Was het missen van die Spelen in Rio een keerpunt voor de Red Panthers?

D’Hooghe: ‘Achteraf bekeken was het misschien goed dat we daar niet aanwezig waren. De kwalificatie voor Londen 2012 kwam uit het niets, we waren daar bij de zwakste ploegen. Nadien teerden we te veel op die flow van Londen, waardoor we geen stappen meer zetten. Dezelfde lacunes bleven. Door het missen van Rio zijn we allemaal gaan beseffen dat we ook individueel dat tikje meer moesten doen om de top te bereiken. We staken de koppen bijeen en stelden iedereen voor de keuze: als je bij de groep blijft, doe je er alles voor. Ook al levert het ons amper centen op. De voorbije jaren hebben we gedaan wat moest.’

Competitief duo

Al vier jaar vormt Aisling D’Hooghe een koppel met Guillaume François, profvoetballer bij Beerschot Wilrijk. Recent kochten ze een huisje in Waterloo, waar we ontvangen worden en Guillaume de perfecte gastheer speelt terwijl zijn vriendin in de spotlights staat -letterlijk en figuurlijk. De man des huizes heeft er weinig problemen mee, hij is Aislings vurigste supporter. ‘Hij komt naar bijna al mijn wedstrijden kijken’, vertelt D’Hooghe. ‘Hij speelt meestal op zaterdag, ik op zondag. Guillaume houdt van de sfeer in het hockey, onderling tussen de spelers, maar ook tussen de supporters. Het profvoetbal is een pak egoïstischer en respectlozer.’

Is het verschil in loon vaak een issue aan tafel? D’Hooghe: ‘Met mijn sport en job gecombineerd verdien ik bijna evenveel als hij. Dat is soms frustrerend, maar Guillaume helpt me veel en is altijd positief.
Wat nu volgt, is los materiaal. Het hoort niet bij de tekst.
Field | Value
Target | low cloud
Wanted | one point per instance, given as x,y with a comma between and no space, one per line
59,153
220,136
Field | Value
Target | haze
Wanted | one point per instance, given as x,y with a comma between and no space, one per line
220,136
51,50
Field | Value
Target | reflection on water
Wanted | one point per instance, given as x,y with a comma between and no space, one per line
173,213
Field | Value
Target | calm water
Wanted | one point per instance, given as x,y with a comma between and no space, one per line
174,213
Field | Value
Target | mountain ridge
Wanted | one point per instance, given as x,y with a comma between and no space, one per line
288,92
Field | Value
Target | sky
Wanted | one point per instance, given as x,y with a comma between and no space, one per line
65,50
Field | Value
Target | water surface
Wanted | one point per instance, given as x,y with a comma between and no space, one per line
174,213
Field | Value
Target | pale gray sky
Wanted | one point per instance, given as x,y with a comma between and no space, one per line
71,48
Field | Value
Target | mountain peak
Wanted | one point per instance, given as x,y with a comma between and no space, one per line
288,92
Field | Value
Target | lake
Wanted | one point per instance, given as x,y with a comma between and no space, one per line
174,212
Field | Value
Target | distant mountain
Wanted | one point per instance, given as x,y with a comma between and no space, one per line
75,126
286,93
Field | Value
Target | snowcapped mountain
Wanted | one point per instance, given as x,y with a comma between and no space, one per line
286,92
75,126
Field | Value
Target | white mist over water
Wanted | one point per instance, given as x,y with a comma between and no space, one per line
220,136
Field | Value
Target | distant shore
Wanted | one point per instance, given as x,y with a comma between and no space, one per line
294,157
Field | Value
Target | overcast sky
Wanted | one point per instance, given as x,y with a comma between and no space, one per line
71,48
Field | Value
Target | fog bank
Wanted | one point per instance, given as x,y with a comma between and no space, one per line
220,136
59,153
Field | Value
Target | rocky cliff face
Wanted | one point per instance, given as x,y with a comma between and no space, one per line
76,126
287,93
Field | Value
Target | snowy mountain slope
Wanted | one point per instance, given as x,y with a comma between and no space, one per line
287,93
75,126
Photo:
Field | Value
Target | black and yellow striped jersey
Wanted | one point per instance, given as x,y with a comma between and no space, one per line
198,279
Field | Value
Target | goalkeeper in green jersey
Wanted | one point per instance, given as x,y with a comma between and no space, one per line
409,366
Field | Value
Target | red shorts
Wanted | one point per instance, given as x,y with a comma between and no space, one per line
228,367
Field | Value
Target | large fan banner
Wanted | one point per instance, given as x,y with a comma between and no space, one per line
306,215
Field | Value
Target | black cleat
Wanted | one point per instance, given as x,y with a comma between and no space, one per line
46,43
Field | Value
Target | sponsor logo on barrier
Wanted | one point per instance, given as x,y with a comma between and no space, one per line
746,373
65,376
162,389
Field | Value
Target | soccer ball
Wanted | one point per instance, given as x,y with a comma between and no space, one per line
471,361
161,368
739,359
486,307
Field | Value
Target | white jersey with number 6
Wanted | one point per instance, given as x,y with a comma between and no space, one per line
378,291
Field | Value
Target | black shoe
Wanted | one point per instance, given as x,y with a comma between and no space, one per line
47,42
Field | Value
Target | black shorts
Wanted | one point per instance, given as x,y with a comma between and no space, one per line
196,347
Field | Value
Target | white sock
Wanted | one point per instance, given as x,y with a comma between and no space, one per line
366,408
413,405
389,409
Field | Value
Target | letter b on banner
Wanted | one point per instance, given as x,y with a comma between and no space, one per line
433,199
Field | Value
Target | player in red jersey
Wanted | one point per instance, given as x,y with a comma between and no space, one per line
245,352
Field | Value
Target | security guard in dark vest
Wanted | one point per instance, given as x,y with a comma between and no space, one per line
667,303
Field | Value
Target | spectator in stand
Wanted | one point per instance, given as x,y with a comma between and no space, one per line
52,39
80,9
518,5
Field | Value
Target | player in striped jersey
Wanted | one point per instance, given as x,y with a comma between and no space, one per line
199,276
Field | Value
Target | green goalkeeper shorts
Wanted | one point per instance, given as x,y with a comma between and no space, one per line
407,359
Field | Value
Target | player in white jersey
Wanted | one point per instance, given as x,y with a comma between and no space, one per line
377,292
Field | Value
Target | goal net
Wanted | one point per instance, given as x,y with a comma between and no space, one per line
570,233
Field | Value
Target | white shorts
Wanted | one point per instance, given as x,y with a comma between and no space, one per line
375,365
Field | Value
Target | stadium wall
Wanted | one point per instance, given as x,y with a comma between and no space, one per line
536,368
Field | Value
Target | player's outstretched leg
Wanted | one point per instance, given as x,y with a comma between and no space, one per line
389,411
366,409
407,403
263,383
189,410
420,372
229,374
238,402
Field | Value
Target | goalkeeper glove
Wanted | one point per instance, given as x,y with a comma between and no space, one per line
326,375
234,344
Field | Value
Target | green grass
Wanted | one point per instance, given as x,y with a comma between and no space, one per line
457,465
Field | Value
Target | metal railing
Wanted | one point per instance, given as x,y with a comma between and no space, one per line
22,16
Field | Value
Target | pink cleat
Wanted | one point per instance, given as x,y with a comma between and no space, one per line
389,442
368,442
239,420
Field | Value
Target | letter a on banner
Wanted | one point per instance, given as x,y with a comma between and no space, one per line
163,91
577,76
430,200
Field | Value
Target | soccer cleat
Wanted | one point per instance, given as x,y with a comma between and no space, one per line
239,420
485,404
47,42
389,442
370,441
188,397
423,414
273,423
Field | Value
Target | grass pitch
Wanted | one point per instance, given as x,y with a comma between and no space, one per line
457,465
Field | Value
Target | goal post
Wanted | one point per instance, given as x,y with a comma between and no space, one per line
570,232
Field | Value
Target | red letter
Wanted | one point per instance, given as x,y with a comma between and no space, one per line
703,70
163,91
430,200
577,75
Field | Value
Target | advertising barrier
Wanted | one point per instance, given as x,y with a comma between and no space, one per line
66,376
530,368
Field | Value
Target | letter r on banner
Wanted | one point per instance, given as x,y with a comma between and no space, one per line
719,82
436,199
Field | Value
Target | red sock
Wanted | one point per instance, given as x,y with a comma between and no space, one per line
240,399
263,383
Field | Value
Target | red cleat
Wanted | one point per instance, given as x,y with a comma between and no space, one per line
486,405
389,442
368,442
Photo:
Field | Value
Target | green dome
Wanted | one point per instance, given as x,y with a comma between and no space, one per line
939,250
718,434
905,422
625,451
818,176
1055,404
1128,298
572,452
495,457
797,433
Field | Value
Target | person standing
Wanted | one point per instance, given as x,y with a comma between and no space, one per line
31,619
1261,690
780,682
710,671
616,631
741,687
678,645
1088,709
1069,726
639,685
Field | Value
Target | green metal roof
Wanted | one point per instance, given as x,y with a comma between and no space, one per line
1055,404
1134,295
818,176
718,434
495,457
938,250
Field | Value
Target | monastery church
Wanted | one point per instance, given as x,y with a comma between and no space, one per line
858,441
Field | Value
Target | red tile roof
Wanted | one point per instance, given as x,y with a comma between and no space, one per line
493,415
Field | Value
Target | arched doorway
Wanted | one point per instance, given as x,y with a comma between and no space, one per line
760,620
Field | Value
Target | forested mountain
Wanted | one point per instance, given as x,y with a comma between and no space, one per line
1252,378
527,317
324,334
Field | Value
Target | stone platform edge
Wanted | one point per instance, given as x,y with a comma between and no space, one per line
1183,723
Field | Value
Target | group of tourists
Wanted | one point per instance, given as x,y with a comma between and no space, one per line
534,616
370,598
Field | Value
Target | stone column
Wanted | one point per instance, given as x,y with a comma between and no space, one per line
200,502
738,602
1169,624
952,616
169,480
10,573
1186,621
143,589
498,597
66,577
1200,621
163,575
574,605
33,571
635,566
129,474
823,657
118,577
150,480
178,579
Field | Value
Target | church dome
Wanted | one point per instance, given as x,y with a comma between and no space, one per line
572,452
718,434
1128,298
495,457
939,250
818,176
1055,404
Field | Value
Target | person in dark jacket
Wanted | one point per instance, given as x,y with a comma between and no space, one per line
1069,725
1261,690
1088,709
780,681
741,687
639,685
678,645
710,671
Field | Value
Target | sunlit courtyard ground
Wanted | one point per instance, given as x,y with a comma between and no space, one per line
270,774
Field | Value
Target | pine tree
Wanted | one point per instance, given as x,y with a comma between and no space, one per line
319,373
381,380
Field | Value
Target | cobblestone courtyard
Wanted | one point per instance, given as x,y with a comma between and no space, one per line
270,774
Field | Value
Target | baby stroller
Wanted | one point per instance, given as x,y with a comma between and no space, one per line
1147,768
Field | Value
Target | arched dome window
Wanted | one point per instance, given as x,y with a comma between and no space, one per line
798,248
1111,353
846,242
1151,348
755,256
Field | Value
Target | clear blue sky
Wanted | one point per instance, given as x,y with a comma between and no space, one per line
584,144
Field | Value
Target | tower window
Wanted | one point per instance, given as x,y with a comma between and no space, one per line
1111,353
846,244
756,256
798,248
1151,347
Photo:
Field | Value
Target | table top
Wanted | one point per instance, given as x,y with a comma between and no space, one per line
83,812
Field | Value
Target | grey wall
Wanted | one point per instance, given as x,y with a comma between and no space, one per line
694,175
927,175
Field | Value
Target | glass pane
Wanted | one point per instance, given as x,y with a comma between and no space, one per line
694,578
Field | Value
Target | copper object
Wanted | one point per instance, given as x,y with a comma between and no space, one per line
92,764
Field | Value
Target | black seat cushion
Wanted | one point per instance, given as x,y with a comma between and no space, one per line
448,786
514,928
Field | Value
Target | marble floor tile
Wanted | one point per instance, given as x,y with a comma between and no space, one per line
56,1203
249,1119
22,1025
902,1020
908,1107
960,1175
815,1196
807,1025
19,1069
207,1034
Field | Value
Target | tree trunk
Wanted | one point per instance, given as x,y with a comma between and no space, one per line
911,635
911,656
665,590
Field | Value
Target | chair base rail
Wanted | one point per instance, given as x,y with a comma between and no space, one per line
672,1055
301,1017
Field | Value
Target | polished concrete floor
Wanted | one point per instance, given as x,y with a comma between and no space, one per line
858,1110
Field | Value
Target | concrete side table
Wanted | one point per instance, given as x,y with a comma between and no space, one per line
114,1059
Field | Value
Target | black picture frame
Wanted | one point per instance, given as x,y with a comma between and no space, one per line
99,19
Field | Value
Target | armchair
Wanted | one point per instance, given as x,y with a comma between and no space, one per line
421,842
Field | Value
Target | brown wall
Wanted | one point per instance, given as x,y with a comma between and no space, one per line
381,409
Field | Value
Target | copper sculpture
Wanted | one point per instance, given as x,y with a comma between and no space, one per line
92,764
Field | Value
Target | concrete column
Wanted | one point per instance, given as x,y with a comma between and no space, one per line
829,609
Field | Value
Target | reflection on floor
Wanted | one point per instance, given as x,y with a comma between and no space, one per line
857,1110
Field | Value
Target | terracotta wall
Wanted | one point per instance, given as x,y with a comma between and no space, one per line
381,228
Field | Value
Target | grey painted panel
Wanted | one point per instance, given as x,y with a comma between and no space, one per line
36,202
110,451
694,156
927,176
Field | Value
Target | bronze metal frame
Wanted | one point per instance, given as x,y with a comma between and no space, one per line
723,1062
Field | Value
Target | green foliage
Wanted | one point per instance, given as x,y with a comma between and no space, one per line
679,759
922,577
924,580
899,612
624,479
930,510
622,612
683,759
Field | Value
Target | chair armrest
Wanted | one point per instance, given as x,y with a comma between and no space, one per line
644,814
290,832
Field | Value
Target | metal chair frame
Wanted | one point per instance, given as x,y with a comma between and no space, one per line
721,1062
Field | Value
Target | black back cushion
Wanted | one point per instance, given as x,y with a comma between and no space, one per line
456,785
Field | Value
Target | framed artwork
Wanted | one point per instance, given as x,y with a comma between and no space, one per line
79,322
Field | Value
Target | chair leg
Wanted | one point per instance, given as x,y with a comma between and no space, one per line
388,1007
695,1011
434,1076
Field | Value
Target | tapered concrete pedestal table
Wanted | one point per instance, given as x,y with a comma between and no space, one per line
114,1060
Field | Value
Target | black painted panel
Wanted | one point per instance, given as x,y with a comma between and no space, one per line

Dat we beiden aan topsport doen, beschouw ik als een voordeel. We begrijpen elkaar makkelijker. Het veel van huis zijn, de flexibiliteit in de agenda, het samen toeleven naar een piekmoment. Ik drink geen alcohol, Guillaume amper. Als ik alleen maar slaatjes zou moeten eten en hij heel de tijd hamburgers: dat zou moeilijk worden.’